İstinye, 16 Teşrinisani 1305 (28 Kasım 1889)Recaizade Mahmut Ekrem

      BİRİNCİ BÖLÜM

      1

      Üsküdar’dan Bağlarbaşı yolu ile Çamlıca’ya gidilirken Tophaneli-oğlu’ndaki dört yol ağzından aşağı yukarı yüz adım ileriye bakılacak olursa o geniş şosenin sonunda ve tam ortasında, etrafı bir buçuk arşın kadar yüksek duvarlarla çevrili bir ağaçlık görülür.

      Bu ağaçlığa varıldığı zaman şose, biri sağa, öteki de sola doğru iki kısma ayrılır. Duvarla çevrili olan ağaçlığın büyücek bir kapısı vardır ki tam iki yolun birleştiği yerin ortasındadır.

      Sağ ve soldaki yollardan hangisine gidilecek olsa karşı tarafı yine aynı ağaçlıkla çevrilidir. Ağaçların yanındaki duvar alçacık olduğu için hayvanlar ve bilhassa insanlar, üstünden aşmasın diye boydan boya teller uzatılarak ayrıca muhafaza altına alınmıştır.

      Hafif meyilli birer yokuş üzerindeki bu yollardan normal yürüyüşle dört beş dakika kadar gidilince daima duvarla çevrili olan ağaçlık, bir meydancıkta sona erer. Ağaçlığın burada da cephede aşağıkine paralel bir kapısı vardır. Yukarıdan kuş bakışı bir bakışla bakıldığı takdirde koni şeklinde görünecek olan ağaçlık burada bitiyorsa da iki yol yine birleşmez. Meydancığın otuz adım kadar ötesinde, epeyce geniş ve yüksek bir set üzerinde, eski zaman işi binaları taklit suretiyle yapılmış, enli saçaklı, tek katlı bir bina ile bunun etrafında bazı büyücek ağaçlar vardır. Onun üst tarafında başka bir setle başlayan yerde ise birtakım meşe ve servi ağaçlarıyla zamanında nasılsa kırılamayıp kalan ve oranın “Sarıkaya” adıyla anılmasına sebep olan iri iri sararmış kayalar ve inişli yokuşlu bir de metruk mezarlık vardır.

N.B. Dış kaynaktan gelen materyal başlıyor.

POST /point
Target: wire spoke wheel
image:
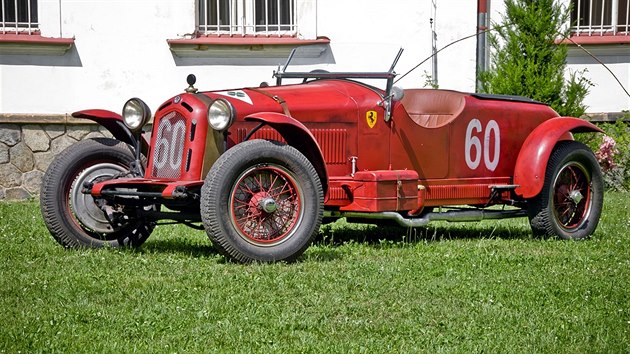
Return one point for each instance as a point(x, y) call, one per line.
point(76, 219)
point(266, 205)
point(570, 203)
point(262, 201)
point(572, 196)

Geçtiğimiz meydancıktan buraya kadar olan mesafe de aşağı yukarı beş dakika kadar sürer.

      Bu mezarlık da geçildikten sonra iki yol hem birleşir hem de düzleşir. Buradan yine beş dakika kadar yürünürse artık Çamlıca Dağı’nın eteğinde Kısıklı köyünün çarşısına varılmış olur.

      Buraya çıkıncaya kadar yorulmadıksa yine aşağı doğru inelim de hududunu ve önemli noktalarını belirttiğimiz yeri inceleyelim. Bu incelemeye de bittabi yine mahut ağaçlıktan başlayacağız.

      Burası “Çamlıca Bahçesi” adıyla İstanbul’da en önce düzenlenen ve halkın istifadesine açılan parktır. Birkaç zamandan beri halkın buraya rağbeti azaldığı için birçok günler kapıları kapalı durur.

      Yazın ve bilhassa ilkbaharla sonbaharda bu bahçeyi açtırıp da aşağıki kapıdan içerisine girer ve birkaç adım ilerledikten sonra etrafınıza alıcı gözüyle şöyle biraz dikkatlice bakarsanız, büyük, mamur ve gerçekten gönül açıcı bir bahçe olduğunu derhâl anlarsınız.

      Bahçenin sadece meydana getirildiği tarihte güzel görünmesi fikriyle değil, yıllar gelip geçtikçe ileride de ağaçların, ormanların büyüyerek alacakları şekle göre, güzelliğini daha da artırarak muhafaza etmesi düşüncesiyle, usta eller tarafından, büyük bir titizlikle düzenlendiği ilk bakışta hemen belli olur. Bu kadar güzel bir bahçeyi meydana getirmek için gayret sarf eden zevk sahibi insanları takdir etmekten kendinizi alamazsınız.

      Dışarının mütecessis bakışlarını kesmek için de kenarlara gayet kısa ve muntazam aralıklarla dikilip gereği gibi geliştirilmiş ve dal budak salıvermiş salkım, aylandız, at kestanesi gibi koyu gölgeli ağaçlarla orta kısımlarda yer yer dikili çınar, kavak, manolya, salkım söğüt ve benzeri türlü türlü, renk renk ağaçların ve bazı yerlerde, insan bakışlarının değil, güneş ışınlarının bile nüfuz edemeyeceği kadar sıklaşmış ormancıkların etrafında dolaşır ve bunların hepsini birbirinden daha güzel, daha gönül çekici bulursunuz.

      Biraz daha ilerleyince bir düzlüğün ortasında, üstü kapalı, etrafı açık kameriyemsi bir şey ve bazı kenar yollar üzerinde kulübe tarzında muntazam ufak ufak binalar görürsünüz. Bunlardan kameriyeye benzeyen şeyin, fevkalade günlerde çalmak ve okumak için getirtilecek saz takımına mahsus bir yer ve o kulübeciklerin de yiyecek içecek satışı için yapılmış birer büfe olduğunu anlar, bunları da beğenirsiniz.